Surge a la superficie de los espejos, proveniente de las profundidades de la nada. Lo vio, con gran espanto, el hijo pequeño del marqués de la Mina cuando m peinaba para ir al colegio de nobles de Cordelles, recitando mentalmente la lección de matemáticas que el padre Tomás Cerda había dictado el día anterior. En llegando a la afirmación de que «Multiplicar una quantitat per una altra no es sino prendre aquesta quantitat tantes vegades com unitats hi ha en l'altra»1, vio al monstruo, que tenía un perfil inconcreto, flotando con campechanía en los espacios bruñidos e irreales del espejo. El niño se espantó, lloró desconsola damente, huyó de la habitación y se escondió debajo de la mesa del comedor. Tuvo que pasar mucho rato para apaciguarlo y, por fin, tranquilizarlo.
Por la tarde, el marqués convocó una junta científica para esclarecer el fenómeno. Asistieron Pedro Virgili, del Real Colegio de Cirugía y Antonio Palau Verdera, Martín d'Ardenya, Agustín Caselles y Francisco Salva Campillo, por la Academia de Ciencias Naturales, ahora elevada a «real» bajo la providencia del mismo marqués. Por último, y en representación de la de Buenas Letras, decana de las Academias barcelonesas, acudió el padre Mateo Aymerich, en virtud de su nueva vocación naturalista y no por su carácter de historiador, acreditado por su reciente episcopologio. Como invitado de honor, el famoso «abbé Desfontaines», colaborador de las Mémoires de Trévoux, que estaba en Barcelona de paso hacia Madrid, donde iba a ser huésped del padre Feijóo.

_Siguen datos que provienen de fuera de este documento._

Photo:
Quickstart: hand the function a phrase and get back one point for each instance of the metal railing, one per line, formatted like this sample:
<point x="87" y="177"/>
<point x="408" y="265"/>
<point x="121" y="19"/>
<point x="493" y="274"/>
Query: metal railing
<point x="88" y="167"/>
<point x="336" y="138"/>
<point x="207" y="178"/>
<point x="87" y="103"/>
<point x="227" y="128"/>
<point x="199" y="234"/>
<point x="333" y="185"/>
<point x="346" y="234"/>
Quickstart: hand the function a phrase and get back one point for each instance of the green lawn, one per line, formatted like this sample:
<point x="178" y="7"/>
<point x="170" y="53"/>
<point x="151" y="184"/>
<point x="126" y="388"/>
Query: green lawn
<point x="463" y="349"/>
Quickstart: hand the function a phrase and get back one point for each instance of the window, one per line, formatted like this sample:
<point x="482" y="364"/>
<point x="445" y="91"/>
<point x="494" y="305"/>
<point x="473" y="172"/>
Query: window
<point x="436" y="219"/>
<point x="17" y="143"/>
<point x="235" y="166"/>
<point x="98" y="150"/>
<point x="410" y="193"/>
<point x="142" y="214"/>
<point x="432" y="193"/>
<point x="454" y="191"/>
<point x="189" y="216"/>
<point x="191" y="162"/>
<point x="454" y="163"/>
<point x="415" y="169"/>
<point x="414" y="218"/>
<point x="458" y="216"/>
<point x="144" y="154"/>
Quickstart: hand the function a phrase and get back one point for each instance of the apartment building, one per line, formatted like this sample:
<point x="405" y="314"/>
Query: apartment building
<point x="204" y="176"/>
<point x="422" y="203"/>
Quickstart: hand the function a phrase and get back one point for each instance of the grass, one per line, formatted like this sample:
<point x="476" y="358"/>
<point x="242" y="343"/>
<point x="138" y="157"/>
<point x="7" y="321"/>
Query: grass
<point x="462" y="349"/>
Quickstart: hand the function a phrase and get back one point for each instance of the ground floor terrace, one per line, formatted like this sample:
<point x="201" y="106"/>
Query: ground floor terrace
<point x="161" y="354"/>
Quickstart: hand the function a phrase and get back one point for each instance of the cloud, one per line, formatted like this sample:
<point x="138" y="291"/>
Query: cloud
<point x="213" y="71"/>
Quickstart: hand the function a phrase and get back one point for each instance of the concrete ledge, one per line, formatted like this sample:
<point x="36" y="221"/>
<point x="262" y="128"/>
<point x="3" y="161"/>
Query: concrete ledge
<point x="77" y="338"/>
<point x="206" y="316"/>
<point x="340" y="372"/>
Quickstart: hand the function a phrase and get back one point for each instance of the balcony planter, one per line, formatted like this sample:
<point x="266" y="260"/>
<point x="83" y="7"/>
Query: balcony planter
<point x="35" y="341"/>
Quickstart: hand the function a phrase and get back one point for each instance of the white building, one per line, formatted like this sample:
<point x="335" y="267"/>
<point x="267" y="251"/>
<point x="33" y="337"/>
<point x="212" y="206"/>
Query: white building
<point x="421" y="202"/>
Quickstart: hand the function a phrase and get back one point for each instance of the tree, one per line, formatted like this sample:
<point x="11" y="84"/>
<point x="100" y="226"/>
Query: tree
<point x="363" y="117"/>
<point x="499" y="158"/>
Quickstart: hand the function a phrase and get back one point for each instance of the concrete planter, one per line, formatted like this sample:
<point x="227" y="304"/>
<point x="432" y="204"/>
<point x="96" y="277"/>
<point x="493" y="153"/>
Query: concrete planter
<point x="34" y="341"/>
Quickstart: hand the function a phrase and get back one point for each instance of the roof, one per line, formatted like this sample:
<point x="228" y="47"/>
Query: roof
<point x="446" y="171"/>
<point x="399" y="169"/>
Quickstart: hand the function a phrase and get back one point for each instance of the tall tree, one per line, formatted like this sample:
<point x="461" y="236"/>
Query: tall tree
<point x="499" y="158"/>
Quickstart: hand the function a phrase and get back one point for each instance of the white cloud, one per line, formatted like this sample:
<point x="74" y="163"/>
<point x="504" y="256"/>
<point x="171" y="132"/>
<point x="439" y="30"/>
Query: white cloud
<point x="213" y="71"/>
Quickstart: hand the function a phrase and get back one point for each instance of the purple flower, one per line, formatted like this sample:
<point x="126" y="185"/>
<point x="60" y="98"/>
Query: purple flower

La junta científica observó al monstruo con meticulosidad y, sentados los académicos alrededor del espejo, después de prolijas deliberaciones respecto a la naturaleza, cualidad, posible especie del fenómeno, determinaron: 1) Que «aquello» no tenía consistencia física, y mal se podía hablar de una entidad real, sin límites tangibles y corpóreos; 2) que, siendo así, tampoco se podía afirmar la existencia en «aquello» de fluido vital, aunque se moviera y se desplazara ilusoriamente, yendo y viniendo de las entrañas del espejo; 3) que, en consecuencia, era unánime y vehemente la opinión de que se trataba de un espectro 0 de una imagen óptica, ajena al mundo físico, y 4) que, provisionalmente, aquel fenómeno de la naturaleza tenía un cierto parecido con los seres acuáticos, y que esta apariencia era reforzada por el hecho de que la ambulación fuese lenta y flotante, sin alas ni piernas y, por tanto, natatoria.
Se levantó acta de la reunión de la Junta con las conclusiones acordadas y se hizo constar que la conclusión cuarta había sido aprobada a propuesta del padre Aymerich, quien dejó deslumhrados a sus ilustres colegas por el conocimiento que poseía de las condiciones morales de los peces, fueran grandes o pequeños, sobre todo cuando, aprovechando la circunstancia de la conclusión cuarta, les leyó el siguiente fragmento, que casualmente llevaba en el bolsillo, de la Historia natural y geográfica del principado de Cataluña, que era la obra que actualmente escribía referente a los animales acuáticos y que acababa expresivamente de la siguiente forma: «Sin embargo del elogio muy cumplido de los pezes en lo moral y en lo physico, no les disimula una propiedad muy vergonzosa y reprehensible que es comerse unos a otros, y lo peor es que los grandes se comen a los pequeños. Si los pequeños se comiesen a los grandes, un solo Pez grande bastaría para muchos millares de los pequeños; pero, comiéndose los grandes a los pequeños, muchos millares de estos no bastan para saciar el hambre y llenar el buche de aquellos, y eso en lo moral y en lo physico tiene malísimas consequencias.»